Mingjie LIU, Zhen LIU, Biao WANG, Xiaoming SUN, Jigang GUO.
A new method for recovering paleoporosity of sandstone: case study of middle Es3 member of Paleogene formation in Niuzhuang Sag, Dongying Depression, Bohai Bay Basin in China.
Front. Earth Sci., 2015, 9(3): 521-530 DOI:10.1007/s11707-015-0493-8
One of the main issues in geology is the recovery of sandstone paleoporosity. This study explains the evolution process of sandstone reservoir porosity in different historic stages. Research on the recovery of sandstone paleoporosity is significant for both theoretical study and practical application. Results can help to quantitatively recover paleoporosity conditions and process of accumulation.

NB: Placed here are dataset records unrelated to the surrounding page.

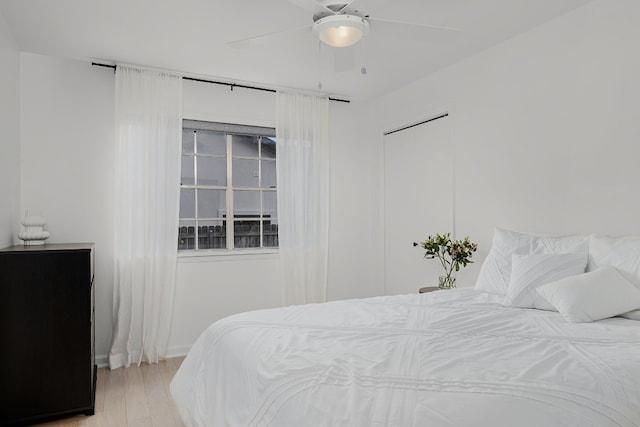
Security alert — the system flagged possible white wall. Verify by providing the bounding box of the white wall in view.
[372,0,640,286]
[0,10,20,248]
[18,59,382,363]
[20,53,114,362]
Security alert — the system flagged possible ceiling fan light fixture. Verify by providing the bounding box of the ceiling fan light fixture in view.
[313,15,369,47]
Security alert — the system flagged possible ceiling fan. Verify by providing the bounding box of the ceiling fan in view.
[228,0,460,74]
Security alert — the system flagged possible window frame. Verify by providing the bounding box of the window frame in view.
[176,119,279,258]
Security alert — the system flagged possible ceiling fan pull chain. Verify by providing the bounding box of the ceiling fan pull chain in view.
[360,37,367,76]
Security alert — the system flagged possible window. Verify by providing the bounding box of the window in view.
[178,120,278,250]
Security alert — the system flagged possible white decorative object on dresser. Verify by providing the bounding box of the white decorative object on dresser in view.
[18,211,49,246]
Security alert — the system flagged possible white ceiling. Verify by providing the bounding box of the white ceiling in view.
[0,0,590,99]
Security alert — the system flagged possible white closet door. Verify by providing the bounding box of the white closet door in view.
[384,116,454,295]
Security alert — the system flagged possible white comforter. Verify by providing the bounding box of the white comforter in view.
[171,289,640,427]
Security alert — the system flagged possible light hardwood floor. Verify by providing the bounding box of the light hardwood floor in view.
[38,357,184,427]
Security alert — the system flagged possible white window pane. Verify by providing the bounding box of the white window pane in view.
[182,129,195,154]
[198,189,227,218]
[233,190,260,214]
[231,135,260,157]
[261,136,276,159]
[197,156,227,185]
[233,220,260,248]
[196,130,227,156]
[232,159,258,187]
[178,221,196,250]
[261,160,276,188]
[198,221,227,249]
[262,191,278,218]
[180,156,195,185]
[180,188,196,218]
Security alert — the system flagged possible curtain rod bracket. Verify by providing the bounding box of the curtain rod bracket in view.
[91,62,351,104]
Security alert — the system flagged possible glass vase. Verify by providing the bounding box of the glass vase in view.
[438,275,456,289]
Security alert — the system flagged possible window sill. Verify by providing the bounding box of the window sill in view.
[178,249,280,263]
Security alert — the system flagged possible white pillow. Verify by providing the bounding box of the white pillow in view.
[538,266,640,323]
[587,235,640,320]
[475,228,589,295]
[587,235,640,288]
[502,253,587,310]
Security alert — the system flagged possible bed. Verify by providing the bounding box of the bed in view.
[171,231,640,426]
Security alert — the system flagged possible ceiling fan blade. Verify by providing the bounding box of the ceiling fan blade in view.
[347,0,393,13]
[332,46,356,73]
[288,0,335,15]
[227,25,311,49]
[367,18,462,42]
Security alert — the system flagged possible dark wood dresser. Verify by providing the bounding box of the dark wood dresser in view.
[0,243,96,426]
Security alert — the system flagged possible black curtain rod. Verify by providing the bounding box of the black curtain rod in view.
[384,113,449,136]
[91,62,351,104]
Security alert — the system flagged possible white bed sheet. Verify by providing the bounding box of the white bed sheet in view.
[171,289,640,427]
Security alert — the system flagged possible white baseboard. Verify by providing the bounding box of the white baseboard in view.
[95,354,109,368]
[95,345,191,368]
[167,345,191,359]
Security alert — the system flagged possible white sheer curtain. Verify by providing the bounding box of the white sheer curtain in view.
[109,66,182,369]
[276,92,329,305]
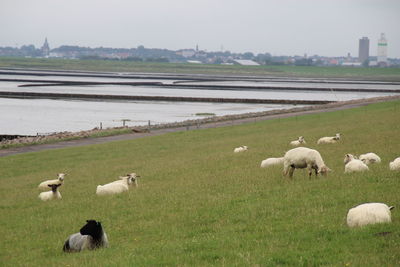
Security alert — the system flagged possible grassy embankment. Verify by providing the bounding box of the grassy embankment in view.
[0,57,400,81]
[0,101,400,266]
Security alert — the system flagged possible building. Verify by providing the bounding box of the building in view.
[377,33,388,66]
[40,37,50,57]
[358,37,369,63]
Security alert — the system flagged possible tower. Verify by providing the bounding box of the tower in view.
[358,37,369,63]
[377,33,388,66]
[41,37,50,57]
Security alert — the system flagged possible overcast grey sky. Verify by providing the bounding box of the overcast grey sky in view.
[0,0,400,58]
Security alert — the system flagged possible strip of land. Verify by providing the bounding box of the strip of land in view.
[0,96,400,157]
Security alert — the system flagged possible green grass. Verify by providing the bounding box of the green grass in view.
[0,57,400,81]
[0,101,400,266]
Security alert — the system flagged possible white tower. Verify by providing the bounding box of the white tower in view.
[377,33,388,65]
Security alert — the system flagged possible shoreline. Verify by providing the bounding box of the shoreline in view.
[0,96,400,157]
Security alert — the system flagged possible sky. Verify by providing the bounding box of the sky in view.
[0,0,400,58]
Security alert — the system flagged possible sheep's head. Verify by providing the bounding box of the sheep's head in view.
[79,220,103,238]
[318,166,332,176]
[57,173,67,181]
[343,154,355,165]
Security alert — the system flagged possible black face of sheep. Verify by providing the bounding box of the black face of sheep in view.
[79,220,103,239]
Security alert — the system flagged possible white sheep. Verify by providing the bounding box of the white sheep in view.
[261,157,283,168]
[358,152,381,165]
[63,220,108,252]
[283,147,330,178]
[389,157,400,171]
[317,133,341,145]
[347,203,394,227]
[38,173,66,190]
[344,154,369,173]
[39,184,61,201]
[96,174,138,196]
[233,146,248,153]
[289,136,306,146]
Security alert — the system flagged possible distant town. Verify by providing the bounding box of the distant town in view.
[0,33,400,67]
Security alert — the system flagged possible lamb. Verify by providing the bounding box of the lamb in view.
[358,152,381,165]
[38,173,66,190]
[344,154,369,173]
[261,157,283,168]
[283,147,331,178]
[289,136,306,146]
[63,220,108,252]
[389,157,400,171]
[96,173,139,196]
[317,133,341,145]
[347,203,394,227]
[233,146,248,153]
[39,184,61,201]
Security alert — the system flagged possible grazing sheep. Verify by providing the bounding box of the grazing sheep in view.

Several authors have attempted to recover sandstone paleoporosity ( Wangen, 1998; He et al., 2002; Dillon et al., 2004; Zhu et al., 2012) and have provided methods from the following aspects. 1) The principle that the present is the key to the past is applied, and the relation between present porosity of sandstone and burial depth is established to obtain paleoporosity if ancient burial depth is determined via burial history analysis ( Deng et al., 2009). This method ignores the diagenesis and the effect of other factors at the same burial depth. Thus, accurately recovering the paleoporosity of sandstone characterized by old age and deep burial depth is difficult. 2) Calculating the effects of various forms of diagenesis on porosity evolution based on thin section observations combined with the diagenetic sequence can modify the apparent porosity in different phases ( Li et al., 2009; Wang et al., 2011; Yang et al., 2012). This method requires observing massive numbers of thin sections and quantifying the diagenetic sequence. This method can recover paleoporosity only in the key diagenesis stage, so operability and practicality of this method should be improved. 3) A diagenesis index is proposed by combining the characteristics of the modern porosity profile, a diagenesis stage analysis, and thin section observations. A model of the diagenesis index and porosity is established to predict the porosity of a sandstone reservoir before drilling ( Bloch et al., 1990; 2002; Bloch and Helmold, 1995; Meng et al., 2007). However, this method lacks porosity simulation and does not fully consider the influence of constructive diagenesis. The accuracy of paleoporosity recovery should be improved. 4) A comprehensive impact factor is proposed by considering the controlling factors for the porosity of the sandstone reservoir in different stages of diagenesis ( Qu et al., 2012). Real data are used to illustrate porosity evolution under various impact factors. These factors contribute to the restoration of paleoporosity retained during the accumulation period. This method is an improvement of the method stated in 1). However, the restoration of paleoporosity is limited to the key accumulation period. Thus, this technique needs further improvement.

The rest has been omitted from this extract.